Although the defendants are entitled to a jury trial on all three claims, I do not find that the preservation of the right to a jury trial weighs in favor of withdrawing the reference at this time. Indeed, even though the bankruptcy court may not conduct a jury trial, it does not follow that it “immediately loses jurisdiction of the entire matter or that the district court cannot delegate to the bankruptcy court the responsibility for supervising discovery, conducting pre-trial conferences, and other matters short of the jury selection and trial.” Official Comm. of Unsecured Creditors v. Schwartzman (In re Stansbury Poplar Place, Inc.), 13 F.3d 122, 128 (4th Cir.1993). Rather, “[t]he decision whether or not to withdraw the referral immediately ‘is frequently more a pragmatic question of efficient case administration than a strictly legal decision.’ ” Id. at 128 (quoting Travelers Ins. Co. v. Goldberg, 135 B.R. 788, 792 (D.Md.1992)). In some instances, the bankruptcy court “may be uniquely qualified to conduct pre-trial matters,” id., while in others, a referral to the bankruptcy court may be a “futile detour,” id. (quoting Travelers Ins. Co., 135 B.R. at 792).
Here, I see no reason why the bankruptcy court cannot handle pretrial matters. In light of the other factors I have considered, see supra Parts III.C, III.E, allowing the bankruptcy court to handle pretrial matters “capitalizes on the bankruptcy court’s familiarity with the proceedings^] .... ensures that judicial resources are not *671wasted,” and alleviates the risk of forum shopping. Loveridge v. Hall (In re Renewable Energy Dev. Corp.), 500 B.R. 77, 92 (D.Utah 2013), appeal docketed, No. 14-4001 (10th Cir. Jan. 3, 2014). Finally, I reject the defendants’ assertion that withdrawing a case at a later date “is [contrary to [ajuthority in this [djistrict,” (Reply [Docket 4], at 6). See Dwyer v.

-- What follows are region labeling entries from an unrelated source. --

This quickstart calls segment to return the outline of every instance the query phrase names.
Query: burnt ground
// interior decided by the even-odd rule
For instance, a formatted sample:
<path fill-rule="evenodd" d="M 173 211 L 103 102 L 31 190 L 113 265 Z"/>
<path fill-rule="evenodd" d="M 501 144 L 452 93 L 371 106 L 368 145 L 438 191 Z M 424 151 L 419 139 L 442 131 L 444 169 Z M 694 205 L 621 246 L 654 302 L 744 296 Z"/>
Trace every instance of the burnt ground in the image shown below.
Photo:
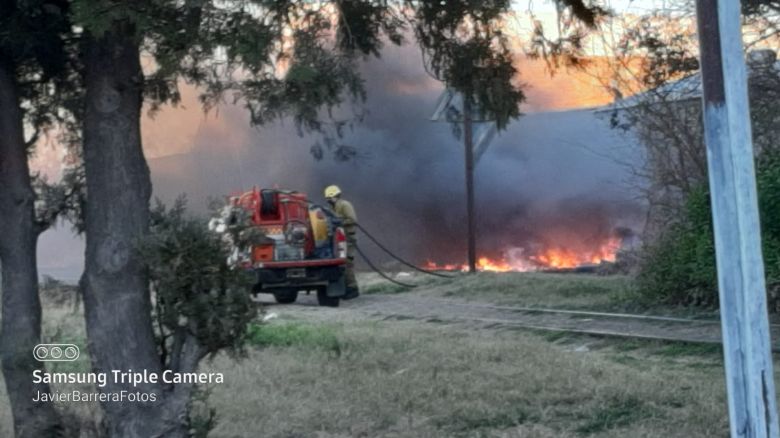
<path fill-rule="evenodd" d="M 302 319 L 349 321 L 355 319 L 407 320 L 436 324 L 456 324 L 475 328 L 516 327 L 529 330 L 582 333 L 596 336 L 664 339 L 685 342 L 719 343 L 718 320 L 652 319 L 598 315 L 596 312 L 557 313 L 544 309 L 495 306 L 485 302 L 457 298 L 426 296 L 418 293 L 372 294 L 342 302 L 339 308 L 318 307 L 314 295 L 301 293 L 295 304 L 273 303 L 270 296 L 261 297 L 266 311 L 278 316 Z M 780 326 L 773 325 L 772 339 L 780 339 Z M 777 346 L 775 347 L 777 349 Z"/>

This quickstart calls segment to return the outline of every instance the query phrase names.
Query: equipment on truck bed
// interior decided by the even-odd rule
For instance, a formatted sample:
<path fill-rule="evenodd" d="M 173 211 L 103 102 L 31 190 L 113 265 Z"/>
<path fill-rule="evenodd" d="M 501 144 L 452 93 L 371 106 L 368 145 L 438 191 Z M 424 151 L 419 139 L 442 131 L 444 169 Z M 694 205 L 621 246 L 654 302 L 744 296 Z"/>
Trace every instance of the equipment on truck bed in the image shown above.
<path fill-rule="evenodd" d="M 279 303 L 292 303 L 299 291 L 316 291 L 321 306 L 339 305 L 345 294 L 347 238 L 338 218 L 310 203 L 304 193 L 254 188 L 229 197 L 212 229 L 220 231 L 222 224 L 224 232 L 236 210 L 263 235 L 234 254 L 234 263 L 256 275 L 253 293 L 270 293 Z"/>

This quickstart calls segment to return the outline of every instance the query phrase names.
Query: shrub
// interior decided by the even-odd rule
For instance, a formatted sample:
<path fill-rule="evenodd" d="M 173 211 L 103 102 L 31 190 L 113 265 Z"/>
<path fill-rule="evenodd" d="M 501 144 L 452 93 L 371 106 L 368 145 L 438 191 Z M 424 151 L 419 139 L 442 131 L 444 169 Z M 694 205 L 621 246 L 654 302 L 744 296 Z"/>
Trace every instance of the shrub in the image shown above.
<path fill-rule="evenodd" d="M 762 249 L 770 310 L 780 288 L 780 154 L 764 154 L 757 166 Z M 646 249 L 638 275 L 640 296 L 650 303 L 714 307 L 718 304 L 710 195 L 692 191 L 685 214 Z"/>

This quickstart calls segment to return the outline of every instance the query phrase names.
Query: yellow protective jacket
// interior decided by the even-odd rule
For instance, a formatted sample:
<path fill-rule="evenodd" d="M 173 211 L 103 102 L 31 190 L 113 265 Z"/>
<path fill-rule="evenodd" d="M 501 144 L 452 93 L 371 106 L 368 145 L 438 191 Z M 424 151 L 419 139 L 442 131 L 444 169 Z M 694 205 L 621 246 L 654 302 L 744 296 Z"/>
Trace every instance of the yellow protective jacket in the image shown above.
<path fill-rule="evenodd" d="M 357 233 L 357 214 L 355 214 L 355 207 L 349 201 L 343 199 L 336 200 L 333 205 L 333 212 L 341 219 L 341 223 L 344 225 L 344 231 L 347 233 L 347 238 L 354 241 Z"/>

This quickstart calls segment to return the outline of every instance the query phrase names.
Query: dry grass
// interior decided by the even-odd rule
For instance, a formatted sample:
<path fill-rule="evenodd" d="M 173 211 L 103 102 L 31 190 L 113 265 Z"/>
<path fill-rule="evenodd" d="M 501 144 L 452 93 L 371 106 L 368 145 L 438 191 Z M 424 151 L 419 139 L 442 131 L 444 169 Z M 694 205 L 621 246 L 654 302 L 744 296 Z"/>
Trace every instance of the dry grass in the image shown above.
<path fill-rule="evenodd" d="M 507 292 L 497 293 L 511 294 L 511 276 L 496 281 L 504 278 Z M 461 293 L 472 281 L 449 288 Z M 565 282 L 550 287 L 536 296 L 570 294 Z M 417 321 L 315 321 L 305 312 L 253 330 L 246 359 L 221 355 L 203 364 L 225 375 L 207 388 L 217 411 L 211 436 L 728 435 L 722 365 L 711 349 Z M 83 347 L 82 316 L 47 301 L 44 337 Z M 86 355 L 68 366 L 86 369 Z M 67 409 L 83 424 L 99 415 L 90 403 Z M 0 403 L 0 436 L 11 434 Z"/>
<path fill-rule="evenodd" d="M 568 309 L 615 307 L 632 293 L 631 279 L 625 276 L 538 272 L 451 275 L 455 278 L 406 274 L 405 281 L 421 286 L 412 290 L 393 285 L 375 274 L 363 274 L 360 283 L 367 293 L 422 292 L 497 304 Z"/>
<path fill-rule="evenodd" d="M 640 349 L 621 360 L 629 353 L 575 351 L 518 332 L 415 322 L 323 328 L 338 348 L 302 342 L 254 350 L 238 366 L 224 357 L 208 364 L 231 376 L 212 389 L 214 436 L 728 434 L 718 367 L 648 360 Z"/>

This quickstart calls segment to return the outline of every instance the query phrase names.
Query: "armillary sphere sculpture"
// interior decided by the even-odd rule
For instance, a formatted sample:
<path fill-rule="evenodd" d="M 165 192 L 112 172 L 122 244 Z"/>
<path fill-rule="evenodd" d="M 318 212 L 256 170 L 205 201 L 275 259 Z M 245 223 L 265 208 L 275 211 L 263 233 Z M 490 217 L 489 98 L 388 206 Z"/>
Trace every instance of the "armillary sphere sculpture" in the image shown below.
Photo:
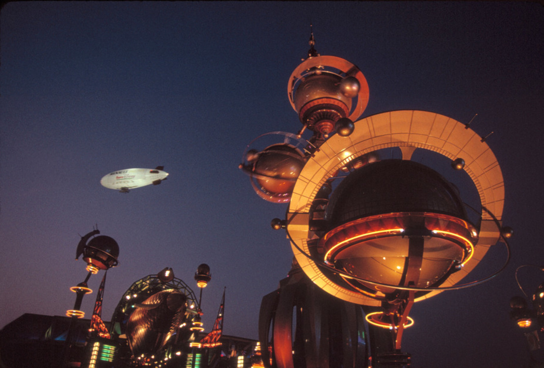
<path fill-rule="evenodd" d="M 364 76 L 343 59 L 320 56 L 314 44 L 312 35 L 308 57 L 288 84 L 302 128 L 296 135 L 261 136 L 246 147 L 240 168 L 260 197 L 288 203 L 285 219 L 274 219 L 271 224 L 286 229 L 296 266 L 322 290 L 364 306 L 371 326 L 366 354 L 373 366 L 406 366 L 410 357 L 401 352 L 401 340 L 404 328 L 413 323 L 408 316 L 413 303 L 480 283 L 502 269 L 459 284 L 502 238 L 502 173 L 485 139 L 469 123 L 412 110 L 356 121 L 368 101 Z M 302 138 L 306 129 L 313 132 L 307 140 Z M 260 151 L 254 148 L 270 134 L 283 134 L 283 141 Z M 380 158 L 384 151 L 393 150 L 399 158 Z M 473 209 L 475 220 L 467 214 L 459 191 L 442 174 L 411 159 L 415 152 L 441 155 L 451 164 L 444 170 L 468 174 L 479 197 Z M 276 305 L 274 310 L 262 307 L 261 344 L 263 351 L 269 344 L 273 348 L 263 361 L 296 367 L 296 357 L 304 348 L 313 352 L 305 361 L 308 366 L 332 366 L 325 363 L 334 359 L 330 351 L 325 354 L 318 345 L 311 348 L 307 343 L 298 352 L 290 341 L 286 342 L 296 334 L 290 325 L 294 320 L 274 314 L 285 310 L 292 314 L 294 307 L 306 310 L 296 318 L 297 328 L 313 328 L 306 334 L 313 334 L 314 345 L 331 338 L 314 328 L 324 326 L 321 315 L 307 315 L 318 302 L 302 305 L 292 292 L 290 299 L 282 297 L 286 285 L 276 296 L 265 297 Z M 305 319 L 313 322 L 305 326 Z M 360 361 L 354 358 L 347 365 L 360 366 Z"/>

First Nat’l Bank (In re O’Brien), 414 B.R. 92, 103 (S.D.W.Va.2009) (“[Djeclining to withdraw the reference at this time preserves the right to a jury trial because the reference may be withdrawn if and when a jury trial becomes necessary.”); accord Stansbury, 13 F.3d at 128.
Accordingly, I FIND that these factors weigh against withdrawing the reference to the bankruptcy court at this time. Therefore, the defendants’ Motion is DENIED.
IV. Conclusion
For the reasons discussed above, it is ORDERED that the defendants’ Motion [Docket 1] be DENIED.
The Court DIRECTS the Clerk to send a copy of this Order to counsel of record and any unrepresented party.
. It is unclear whether this amount should actually be $233,000, $234,000, or $237,000. (See id. ¶¶ 11, 11 n. 1, 24). In any event, the exact amount of the advance is immaterial to the disposition of the defendants’ Motion.